A news release issued Friday is a prime example.
The subject was Question 2 on the state ballot, a citizen initiative to expand Medicaid eligibility under the Affordable Care Act. If implemented, the law would provide health coverage through MaineCare to an estimated 80,000 people, with the federal government paying at least 90 percent of the bill.
LePage has been an opponent of the program since taking office in 2011, and he has vetoed versions of it five times.
Apparently incensed that the Maine Hospital Association supports the initiative, the governor issued statement that is brief but full of falsehoods.
In it he thunders, “Medicaid expansion will cost Mainers $500 million over the next five years.” He’s off by almost a factor of two.
The Office of Fiscal and Program Review crunched the numbers when the bill was submitted to the Legislature, and by its estimate the program would cost the state about $54 million a year. Not accounting for savings in the first years of the program when the federal government would reimburse Maine slightly higher rate, the state’s share would be no more than $270 million over five years. That still sounds like a lot of money until you consider that it would be offset by $2.7 billion of federal spending.

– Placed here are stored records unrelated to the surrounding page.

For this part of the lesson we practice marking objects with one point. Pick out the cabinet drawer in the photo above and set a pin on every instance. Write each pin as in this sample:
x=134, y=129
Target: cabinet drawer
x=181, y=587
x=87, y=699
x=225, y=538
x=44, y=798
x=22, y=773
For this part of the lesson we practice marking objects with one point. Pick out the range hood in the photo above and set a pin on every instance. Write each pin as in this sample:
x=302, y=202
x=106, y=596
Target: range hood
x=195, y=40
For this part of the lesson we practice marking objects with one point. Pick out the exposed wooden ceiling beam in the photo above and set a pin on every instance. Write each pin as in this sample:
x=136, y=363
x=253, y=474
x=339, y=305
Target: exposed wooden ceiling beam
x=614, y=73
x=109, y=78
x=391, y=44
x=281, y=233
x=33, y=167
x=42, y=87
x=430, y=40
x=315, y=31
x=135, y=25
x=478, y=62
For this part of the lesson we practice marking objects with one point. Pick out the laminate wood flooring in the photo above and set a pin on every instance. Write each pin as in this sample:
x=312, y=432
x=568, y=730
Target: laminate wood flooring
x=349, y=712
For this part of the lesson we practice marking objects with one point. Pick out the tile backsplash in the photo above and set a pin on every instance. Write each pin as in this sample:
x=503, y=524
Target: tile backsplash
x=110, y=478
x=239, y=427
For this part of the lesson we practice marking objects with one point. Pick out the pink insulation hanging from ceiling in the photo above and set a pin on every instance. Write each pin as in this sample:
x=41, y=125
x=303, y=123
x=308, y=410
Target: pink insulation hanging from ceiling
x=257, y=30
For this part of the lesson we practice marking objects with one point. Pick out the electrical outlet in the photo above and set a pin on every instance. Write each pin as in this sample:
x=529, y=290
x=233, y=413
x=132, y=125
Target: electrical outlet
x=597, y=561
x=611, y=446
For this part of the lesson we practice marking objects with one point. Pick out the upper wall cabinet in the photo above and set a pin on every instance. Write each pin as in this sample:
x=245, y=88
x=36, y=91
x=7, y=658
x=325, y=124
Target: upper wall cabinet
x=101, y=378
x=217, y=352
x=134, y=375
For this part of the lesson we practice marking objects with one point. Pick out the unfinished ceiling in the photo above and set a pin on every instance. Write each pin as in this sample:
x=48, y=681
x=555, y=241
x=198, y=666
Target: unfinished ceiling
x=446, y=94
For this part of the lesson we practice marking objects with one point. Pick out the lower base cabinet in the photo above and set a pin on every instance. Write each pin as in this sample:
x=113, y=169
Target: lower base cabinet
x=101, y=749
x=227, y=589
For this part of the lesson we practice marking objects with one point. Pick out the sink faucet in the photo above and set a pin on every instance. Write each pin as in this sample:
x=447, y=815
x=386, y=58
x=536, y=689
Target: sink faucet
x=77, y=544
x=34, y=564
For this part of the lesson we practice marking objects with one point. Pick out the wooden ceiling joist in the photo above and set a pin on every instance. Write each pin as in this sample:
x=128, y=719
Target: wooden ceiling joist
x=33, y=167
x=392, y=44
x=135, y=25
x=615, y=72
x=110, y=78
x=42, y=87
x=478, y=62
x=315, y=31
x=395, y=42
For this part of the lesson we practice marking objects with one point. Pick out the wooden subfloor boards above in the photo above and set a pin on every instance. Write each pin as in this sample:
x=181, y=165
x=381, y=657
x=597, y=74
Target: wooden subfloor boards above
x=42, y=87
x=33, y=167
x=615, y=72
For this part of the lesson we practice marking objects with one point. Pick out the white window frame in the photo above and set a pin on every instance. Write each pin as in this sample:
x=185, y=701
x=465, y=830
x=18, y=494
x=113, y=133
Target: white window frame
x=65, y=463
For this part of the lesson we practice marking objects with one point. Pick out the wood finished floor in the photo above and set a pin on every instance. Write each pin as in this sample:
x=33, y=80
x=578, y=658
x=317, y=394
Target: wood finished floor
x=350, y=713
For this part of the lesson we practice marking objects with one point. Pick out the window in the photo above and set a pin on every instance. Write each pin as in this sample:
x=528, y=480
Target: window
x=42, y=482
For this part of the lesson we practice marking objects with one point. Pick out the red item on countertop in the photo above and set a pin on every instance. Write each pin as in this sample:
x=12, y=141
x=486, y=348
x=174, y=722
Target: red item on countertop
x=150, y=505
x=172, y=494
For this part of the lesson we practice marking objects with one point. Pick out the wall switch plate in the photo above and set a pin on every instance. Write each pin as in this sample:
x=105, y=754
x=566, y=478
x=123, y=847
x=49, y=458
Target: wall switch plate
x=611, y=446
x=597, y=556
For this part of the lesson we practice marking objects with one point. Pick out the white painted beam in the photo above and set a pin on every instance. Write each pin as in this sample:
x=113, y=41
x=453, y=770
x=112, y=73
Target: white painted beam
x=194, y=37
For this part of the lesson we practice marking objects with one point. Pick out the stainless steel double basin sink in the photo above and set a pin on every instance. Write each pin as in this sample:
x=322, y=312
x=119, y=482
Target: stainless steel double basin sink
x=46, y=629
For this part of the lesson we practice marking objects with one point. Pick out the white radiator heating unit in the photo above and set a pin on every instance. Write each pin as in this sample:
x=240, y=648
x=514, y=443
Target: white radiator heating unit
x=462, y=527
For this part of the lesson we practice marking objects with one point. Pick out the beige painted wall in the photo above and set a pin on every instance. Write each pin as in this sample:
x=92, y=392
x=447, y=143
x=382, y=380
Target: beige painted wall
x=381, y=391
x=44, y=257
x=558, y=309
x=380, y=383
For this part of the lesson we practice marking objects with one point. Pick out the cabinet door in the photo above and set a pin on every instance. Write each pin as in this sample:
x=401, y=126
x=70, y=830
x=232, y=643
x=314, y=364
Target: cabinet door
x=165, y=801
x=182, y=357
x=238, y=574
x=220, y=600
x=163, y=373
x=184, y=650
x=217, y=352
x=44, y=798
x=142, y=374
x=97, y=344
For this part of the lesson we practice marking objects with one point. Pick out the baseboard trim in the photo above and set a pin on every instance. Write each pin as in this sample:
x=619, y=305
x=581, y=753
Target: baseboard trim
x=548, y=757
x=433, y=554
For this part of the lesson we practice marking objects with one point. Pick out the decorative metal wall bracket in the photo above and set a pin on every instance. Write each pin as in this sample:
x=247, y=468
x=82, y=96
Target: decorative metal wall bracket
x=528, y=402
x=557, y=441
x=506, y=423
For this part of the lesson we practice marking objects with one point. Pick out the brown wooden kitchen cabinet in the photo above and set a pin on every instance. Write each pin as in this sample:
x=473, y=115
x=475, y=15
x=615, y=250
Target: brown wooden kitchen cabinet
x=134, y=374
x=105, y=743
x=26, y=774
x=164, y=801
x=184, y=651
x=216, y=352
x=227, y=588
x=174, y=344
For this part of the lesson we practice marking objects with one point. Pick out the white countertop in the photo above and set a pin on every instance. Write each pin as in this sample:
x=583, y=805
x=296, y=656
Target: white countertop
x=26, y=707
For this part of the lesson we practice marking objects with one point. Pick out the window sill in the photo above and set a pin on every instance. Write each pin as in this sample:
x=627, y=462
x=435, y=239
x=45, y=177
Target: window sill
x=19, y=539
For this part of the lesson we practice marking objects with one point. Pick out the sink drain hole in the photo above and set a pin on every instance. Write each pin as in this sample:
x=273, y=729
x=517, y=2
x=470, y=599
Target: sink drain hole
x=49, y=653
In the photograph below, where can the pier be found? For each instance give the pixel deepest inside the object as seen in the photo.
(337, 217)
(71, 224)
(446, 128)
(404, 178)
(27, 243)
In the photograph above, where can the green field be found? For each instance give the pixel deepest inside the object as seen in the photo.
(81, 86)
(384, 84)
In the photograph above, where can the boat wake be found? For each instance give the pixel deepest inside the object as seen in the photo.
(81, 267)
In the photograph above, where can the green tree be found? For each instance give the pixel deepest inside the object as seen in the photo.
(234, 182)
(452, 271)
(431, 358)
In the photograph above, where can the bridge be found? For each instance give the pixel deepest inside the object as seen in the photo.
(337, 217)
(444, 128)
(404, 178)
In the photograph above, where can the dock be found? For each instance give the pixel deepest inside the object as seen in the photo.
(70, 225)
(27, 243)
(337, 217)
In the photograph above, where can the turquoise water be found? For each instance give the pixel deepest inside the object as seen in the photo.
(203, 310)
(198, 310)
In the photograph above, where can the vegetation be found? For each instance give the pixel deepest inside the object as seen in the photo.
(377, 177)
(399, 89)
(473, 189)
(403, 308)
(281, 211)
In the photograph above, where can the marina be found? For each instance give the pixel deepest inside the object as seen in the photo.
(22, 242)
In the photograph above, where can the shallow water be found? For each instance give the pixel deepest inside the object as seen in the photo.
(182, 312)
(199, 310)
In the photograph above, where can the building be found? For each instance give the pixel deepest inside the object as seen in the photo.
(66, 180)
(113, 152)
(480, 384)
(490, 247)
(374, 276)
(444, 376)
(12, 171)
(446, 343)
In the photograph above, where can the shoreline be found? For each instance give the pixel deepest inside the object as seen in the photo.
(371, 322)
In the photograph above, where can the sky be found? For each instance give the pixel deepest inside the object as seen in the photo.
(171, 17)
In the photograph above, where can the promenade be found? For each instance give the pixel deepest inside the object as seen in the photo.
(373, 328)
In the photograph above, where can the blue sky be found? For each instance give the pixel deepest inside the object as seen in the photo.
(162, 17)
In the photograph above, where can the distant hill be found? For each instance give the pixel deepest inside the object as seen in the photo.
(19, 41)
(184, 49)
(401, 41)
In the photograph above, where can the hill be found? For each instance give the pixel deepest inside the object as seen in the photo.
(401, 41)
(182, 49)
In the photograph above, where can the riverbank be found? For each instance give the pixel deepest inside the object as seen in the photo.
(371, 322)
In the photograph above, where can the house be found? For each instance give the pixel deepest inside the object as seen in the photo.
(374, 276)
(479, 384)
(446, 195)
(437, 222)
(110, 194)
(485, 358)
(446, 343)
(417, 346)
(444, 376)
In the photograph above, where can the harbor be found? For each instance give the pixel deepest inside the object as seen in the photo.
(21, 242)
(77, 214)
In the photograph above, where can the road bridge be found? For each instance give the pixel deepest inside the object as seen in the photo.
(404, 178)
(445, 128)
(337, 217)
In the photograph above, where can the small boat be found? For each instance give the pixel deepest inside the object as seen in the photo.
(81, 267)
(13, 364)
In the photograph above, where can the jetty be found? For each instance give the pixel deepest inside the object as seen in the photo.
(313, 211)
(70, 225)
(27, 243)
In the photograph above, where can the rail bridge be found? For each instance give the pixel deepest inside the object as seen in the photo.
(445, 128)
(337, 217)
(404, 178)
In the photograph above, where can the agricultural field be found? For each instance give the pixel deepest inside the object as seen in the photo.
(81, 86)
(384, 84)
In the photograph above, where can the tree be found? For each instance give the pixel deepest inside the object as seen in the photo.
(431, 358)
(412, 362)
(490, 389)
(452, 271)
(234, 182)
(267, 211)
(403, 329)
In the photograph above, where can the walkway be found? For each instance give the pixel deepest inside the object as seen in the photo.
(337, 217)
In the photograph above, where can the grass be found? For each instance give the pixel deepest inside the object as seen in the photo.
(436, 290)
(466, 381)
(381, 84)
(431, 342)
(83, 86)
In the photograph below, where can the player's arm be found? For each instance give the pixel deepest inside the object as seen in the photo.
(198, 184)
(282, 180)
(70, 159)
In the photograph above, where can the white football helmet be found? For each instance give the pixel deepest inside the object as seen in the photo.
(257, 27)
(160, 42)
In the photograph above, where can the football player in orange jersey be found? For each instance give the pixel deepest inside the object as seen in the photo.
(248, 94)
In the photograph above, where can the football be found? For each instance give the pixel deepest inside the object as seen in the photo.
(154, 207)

That money would be paid to health care providers, including cash-starved rural hospitals, which are often the biggest employers in their host communities. Federal money is not free, but over the last five years when LePage was refusing to accept federal funds for our health care system, Mainers’ federal taxes were not reduced one cent. Instead, our tax dollars went to support Medicaid expansion elsewhere. Local Maine economies could use that money.
The governor continued: “The last time Maine expanded Medicaid, the elderly and disabled were sent to the back of the line so working-age adults without dependents could get free health care.”
LePage is referring to an eligibility expansion between 2000 and 2012 that he blames for an explosion in MaineCare costs that led to program cuts. He’s right about the sequence of events, but he’s wrong about the cause.
Maine’s previous expansion succeeded at extending coverage, dropping Maine’s uninsured rate to one of the best in the nation.
The MaineCare budget did rise later in the decade, but Medicaid costs increased at the same rate in other states that had not raised eligibility.
What happened? The worst recession since the Great Depression happened. People lost their jobs and their health insurance, making them eligible for the program and driving its budget higher. At the same time, income tax revenue collapsed, and the Legislature and Gov. John Baldacci made tough decisions to cut programs. When LePage came into office as the national economy started to rebound, he chose tax cuts over restoring those programs.
Finally, LePage gets to the heart of his argument when he says that Mainers, struggling with their own health care bills, should not have to pay to “give free health care to adults who should be working.”
But the governor doesn’t understand that most of them already are working — 67 percent have a job or are looking for one. The truth is that access to health care makes people more likely to be able to work, and denying it to them if they’re sick doesn’t encourage them get a job — it just makes them sicker.
Voters should not be swayed by LePage’s statements. When it comes to health care, the governor is not telling it like it is.